Robert Scoble's been catching a lot of flak lately. OK, he's an opinionated guy so obviously he'll rile some people but that's why we read his blog. His opinions and links are worth reading ... sometimes. I don't think there's any blogger out there who I'd say is interesting all of the time, even the often hilarious Rory Blyth.

It's getting pretty hard to pick and choose what to read these days. I had a list of about 100 blogs I was reading and found after about a month it was just too much to digest. Now I just wait until someone else links to interesting posts. I might be missing around half of the good stuff, but I'll trade that for my sanity thank you very much. So that's the function that Robert Scoble's blog is serving for me: he's a Microsoft human aggregator.

I have half a brain -- sometimes two halves. I know he's going to be biased and I want that spin. I get enough anti-spin on Slashdot to counter it 10 times over. When I'm curious about what's going on at Microsoft I want to read it from a human being, not a press release.

But lately Scoble's been doing a lot of rear-view mirror watching. He thinks that linking to people that insult/disagree with him will make things better. I don't know about that -- it doesn't take much to write a disagreeing blog post these days. Maybe if they had a good point and it got Scoble reflecting about something and he blogged about it, it would be worth the link back.

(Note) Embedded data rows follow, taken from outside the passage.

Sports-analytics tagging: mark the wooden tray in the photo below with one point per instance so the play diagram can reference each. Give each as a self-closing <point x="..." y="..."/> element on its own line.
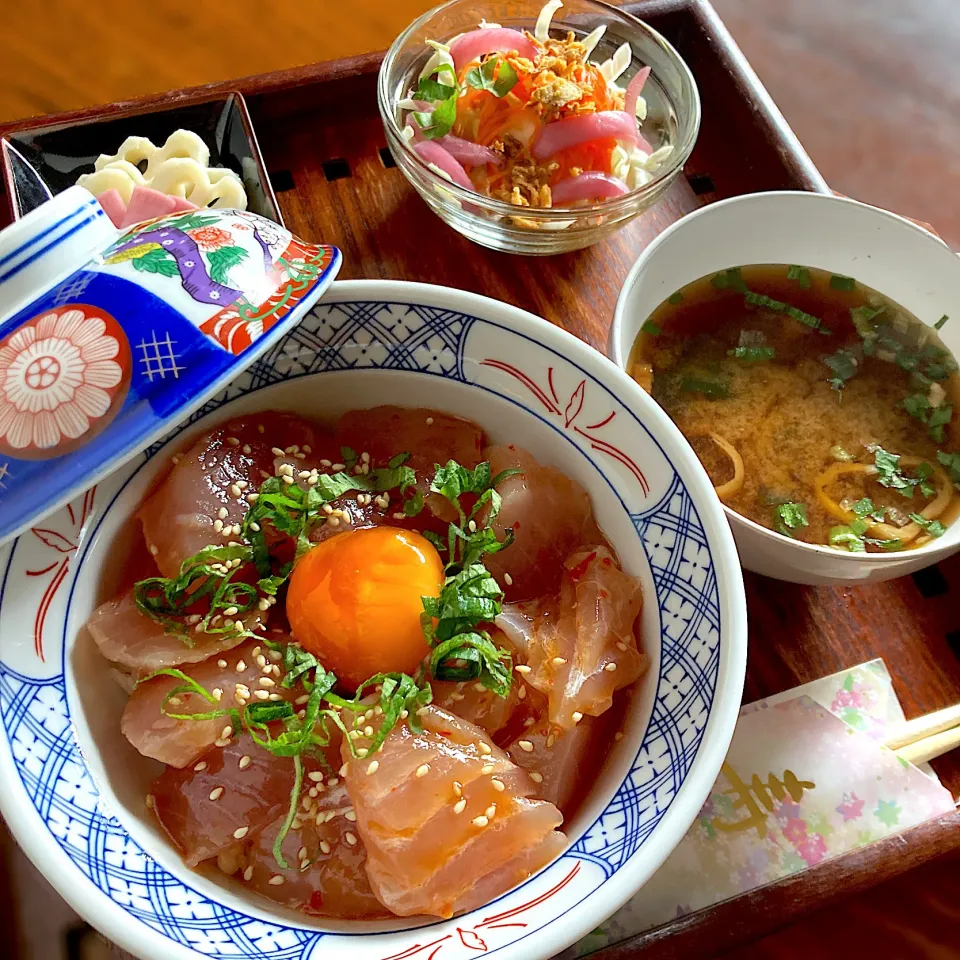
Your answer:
<point x="324" y="147"/>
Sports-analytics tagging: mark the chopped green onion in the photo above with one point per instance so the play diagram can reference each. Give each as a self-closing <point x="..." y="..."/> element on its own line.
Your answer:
<point x="752" y="354"/>
<point x="778" y="306"/>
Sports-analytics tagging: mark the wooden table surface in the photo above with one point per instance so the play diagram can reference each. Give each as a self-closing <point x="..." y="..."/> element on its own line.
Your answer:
<point x="870" y="86"/>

Otherwise he's just linking to trolls.

He also thinks that linking to competing products and companies will make things better. I disagree there too. Unless he has something better to say than "see? I'm linking to them too" it's not really worth the time to write it and it's definitely not worth the time to read it.

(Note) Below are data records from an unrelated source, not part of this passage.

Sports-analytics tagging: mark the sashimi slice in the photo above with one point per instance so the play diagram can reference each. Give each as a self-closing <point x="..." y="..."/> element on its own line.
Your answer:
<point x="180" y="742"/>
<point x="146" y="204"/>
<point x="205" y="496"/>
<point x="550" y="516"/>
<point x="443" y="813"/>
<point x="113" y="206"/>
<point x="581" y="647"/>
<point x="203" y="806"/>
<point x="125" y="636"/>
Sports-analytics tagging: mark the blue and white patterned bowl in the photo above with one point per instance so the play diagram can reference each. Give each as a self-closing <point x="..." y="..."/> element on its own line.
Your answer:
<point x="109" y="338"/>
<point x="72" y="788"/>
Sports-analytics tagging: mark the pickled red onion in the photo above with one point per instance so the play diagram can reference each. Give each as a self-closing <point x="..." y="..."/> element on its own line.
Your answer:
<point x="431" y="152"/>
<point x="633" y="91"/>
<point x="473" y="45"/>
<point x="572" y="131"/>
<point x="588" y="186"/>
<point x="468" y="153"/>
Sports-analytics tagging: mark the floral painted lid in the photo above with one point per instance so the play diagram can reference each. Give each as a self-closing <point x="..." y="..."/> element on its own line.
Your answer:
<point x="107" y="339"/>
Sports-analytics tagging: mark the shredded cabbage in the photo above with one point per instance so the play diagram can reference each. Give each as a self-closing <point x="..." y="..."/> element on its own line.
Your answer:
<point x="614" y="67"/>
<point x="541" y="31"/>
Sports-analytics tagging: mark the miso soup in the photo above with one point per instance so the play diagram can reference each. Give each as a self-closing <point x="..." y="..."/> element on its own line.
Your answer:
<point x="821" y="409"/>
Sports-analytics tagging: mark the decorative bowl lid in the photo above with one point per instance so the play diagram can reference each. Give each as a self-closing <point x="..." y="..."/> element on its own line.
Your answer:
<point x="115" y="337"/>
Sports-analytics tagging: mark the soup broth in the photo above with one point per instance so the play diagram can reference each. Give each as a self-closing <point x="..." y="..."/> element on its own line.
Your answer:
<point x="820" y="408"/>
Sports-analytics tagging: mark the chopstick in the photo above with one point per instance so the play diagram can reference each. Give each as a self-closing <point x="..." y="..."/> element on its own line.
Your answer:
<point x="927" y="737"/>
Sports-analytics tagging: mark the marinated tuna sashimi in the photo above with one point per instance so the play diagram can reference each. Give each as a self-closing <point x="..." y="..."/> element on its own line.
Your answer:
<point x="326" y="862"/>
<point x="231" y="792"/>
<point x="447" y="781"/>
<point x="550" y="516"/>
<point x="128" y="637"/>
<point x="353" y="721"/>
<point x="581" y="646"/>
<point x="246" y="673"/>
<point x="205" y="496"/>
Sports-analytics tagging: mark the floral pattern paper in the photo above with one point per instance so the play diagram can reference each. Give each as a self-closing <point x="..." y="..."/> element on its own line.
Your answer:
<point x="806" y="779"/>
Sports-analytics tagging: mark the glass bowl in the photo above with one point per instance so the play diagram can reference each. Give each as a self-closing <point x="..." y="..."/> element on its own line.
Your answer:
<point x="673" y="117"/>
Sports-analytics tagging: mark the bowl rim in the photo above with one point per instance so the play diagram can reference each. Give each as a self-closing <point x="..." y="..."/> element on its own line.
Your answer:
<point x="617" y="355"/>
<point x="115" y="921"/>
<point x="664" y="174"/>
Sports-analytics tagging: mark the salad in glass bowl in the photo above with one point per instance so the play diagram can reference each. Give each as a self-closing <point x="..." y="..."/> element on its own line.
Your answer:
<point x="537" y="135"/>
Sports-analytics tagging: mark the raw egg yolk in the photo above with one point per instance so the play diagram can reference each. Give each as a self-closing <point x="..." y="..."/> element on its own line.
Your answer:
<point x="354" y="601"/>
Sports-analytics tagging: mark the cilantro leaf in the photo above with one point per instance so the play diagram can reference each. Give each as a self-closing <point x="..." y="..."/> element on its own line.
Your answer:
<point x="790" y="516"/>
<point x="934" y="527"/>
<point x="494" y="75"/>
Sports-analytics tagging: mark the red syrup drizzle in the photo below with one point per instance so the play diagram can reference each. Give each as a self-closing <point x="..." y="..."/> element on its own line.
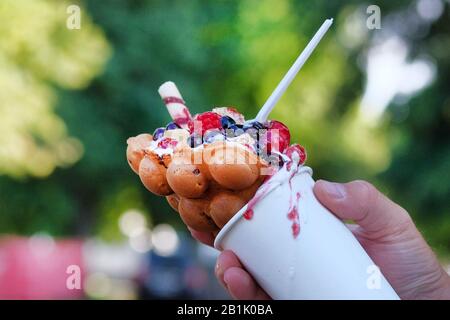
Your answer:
<point x="294" y="216"/>
<point x="261" y="193"/>
<point x="293" y="208"/>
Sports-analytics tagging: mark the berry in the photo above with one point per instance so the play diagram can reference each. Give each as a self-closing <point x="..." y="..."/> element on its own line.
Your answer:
<point x="212" y="135"/>
<point x="172" y="126"/>
<point x="234" y="130"/>
<point x="226" y="122"/>
<point x="167" y="143"/>
<point x="158" y="133"/>
<point x="207" y="120"/>
<point x="254" y="124"/>
<point x="283" y="137"/>
<point x="195" y="140"/>
<point x="231" y="112"/>
<point x="300" y="150"/>
<point x="274" y="160"/>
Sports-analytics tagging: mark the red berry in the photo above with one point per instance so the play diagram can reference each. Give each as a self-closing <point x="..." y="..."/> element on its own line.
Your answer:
<point x="299" y="149"/>
<point x="207" y="121"/>
<point x="277" y="132"/>
<point x="167" y="142"/>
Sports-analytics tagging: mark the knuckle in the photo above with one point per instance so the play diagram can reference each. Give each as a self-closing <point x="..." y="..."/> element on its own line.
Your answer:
<point x="368" y="196"/>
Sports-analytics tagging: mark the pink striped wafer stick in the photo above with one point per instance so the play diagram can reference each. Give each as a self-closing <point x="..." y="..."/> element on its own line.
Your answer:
<point x="175" y="104"/>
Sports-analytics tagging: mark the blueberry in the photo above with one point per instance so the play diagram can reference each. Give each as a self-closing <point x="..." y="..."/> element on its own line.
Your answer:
<point x="254" y="124"/>
<point x="195" y="140"/>
<point x="227" y="122"/>
<point x="172" y="126"/>
<point x="234" y="130"/>
<point x="211" y="135"/>
<point x="159" y="133"/>
<point x="274" y="160"/>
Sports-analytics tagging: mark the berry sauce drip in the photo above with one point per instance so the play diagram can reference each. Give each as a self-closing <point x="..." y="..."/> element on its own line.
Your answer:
<point x="173" y="100"/>
<point x="261" y="193"/>
<point x="167" y="142"/>
<point x="292" y="214"/>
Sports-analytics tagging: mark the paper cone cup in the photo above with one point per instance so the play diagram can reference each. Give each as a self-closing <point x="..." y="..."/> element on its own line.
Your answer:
<point x="324" y="261"/>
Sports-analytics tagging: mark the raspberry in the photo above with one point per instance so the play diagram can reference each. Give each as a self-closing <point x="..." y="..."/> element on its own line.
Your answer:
<point x="167" y="142"/>
<point x="207" y="120"/>
<point x="299" y="149"/>
<point x="230" y="112"/>
<point x="283" y="137"/>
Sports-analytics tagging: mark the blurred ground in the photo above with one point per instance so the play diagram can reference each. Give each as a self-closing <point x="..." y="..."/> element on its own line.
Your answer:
<point x="369" y="104"/>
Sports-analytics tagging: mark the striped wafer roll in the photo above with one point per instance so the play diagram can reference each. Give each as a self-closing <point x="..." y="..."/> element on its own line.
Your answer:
<point x="175" y="104"/>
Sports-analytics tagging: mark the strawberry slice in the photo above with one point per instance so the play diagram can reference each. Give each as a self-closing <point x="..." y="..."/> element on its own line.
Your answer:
<point x="300" y="150"/>
<point x="206" y="121"/>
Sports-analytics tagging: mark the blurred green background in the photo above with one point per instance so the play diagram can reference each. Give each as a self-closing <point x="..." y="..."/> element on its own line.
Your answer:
<point x="369" y="104"/>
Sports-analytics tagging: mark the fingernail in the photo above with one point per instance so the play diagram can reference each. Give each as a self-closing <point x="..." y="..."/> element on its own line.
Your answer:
<point x="334" y="190"/>
<point x="220" y="274"/>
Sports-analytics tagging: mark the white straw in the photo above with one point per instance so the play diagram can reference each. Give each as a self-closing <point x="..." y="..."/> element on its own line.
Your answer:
<point x="290" y="75"/>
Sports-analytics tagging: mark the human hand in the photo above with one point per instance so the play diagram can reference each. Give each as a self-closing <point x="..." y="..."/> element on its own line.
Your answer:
<point x="383" y="228"/>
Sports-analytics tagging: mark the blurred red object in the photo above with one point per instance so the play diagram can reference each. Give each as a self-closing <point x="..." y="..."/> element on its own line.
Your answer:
<point x="40" y="268"/>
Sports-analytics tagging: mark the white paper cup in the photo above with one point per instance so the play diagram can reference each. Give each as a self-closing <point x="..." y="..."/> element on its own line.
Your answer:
<point x="325" y="261"/>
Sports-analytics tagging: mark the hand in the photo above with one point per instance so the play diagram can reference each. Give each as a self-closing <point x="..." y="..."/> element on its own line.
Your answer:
<point x="383" y="228"/>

I pick on Scoble because he's one of the few bloggers who's getting a lot of attention AND he works for a software company with a bulls-eye on it the size of Redmond, Washington (I hear it's the only thing you can see from space other than the Great Wall). It's an interesting push and pull of opinions and politics that make for interesting blog reading. It's like watching a guy try to cross the Niagara Falls on a high wire ... on his hands. So it's kind of a shame to see him giving into his readers so much. Feedback is good but ultimately Robert has to stick to his guns and say "I like Microsoft people and products and damn the man if people complain about it."

Overall I think that Scoble's readers have to grow up. They have to realise what they are reading and why they are reading it. Scoble is not a local newspaper and he doesn't owe you anything. You're perfectly free to have an opinion on it, of course, but If you don't like his blog why waste your time complaining about it? Go read something else. You're screwing up a perfectly good thing for the rest of us. :)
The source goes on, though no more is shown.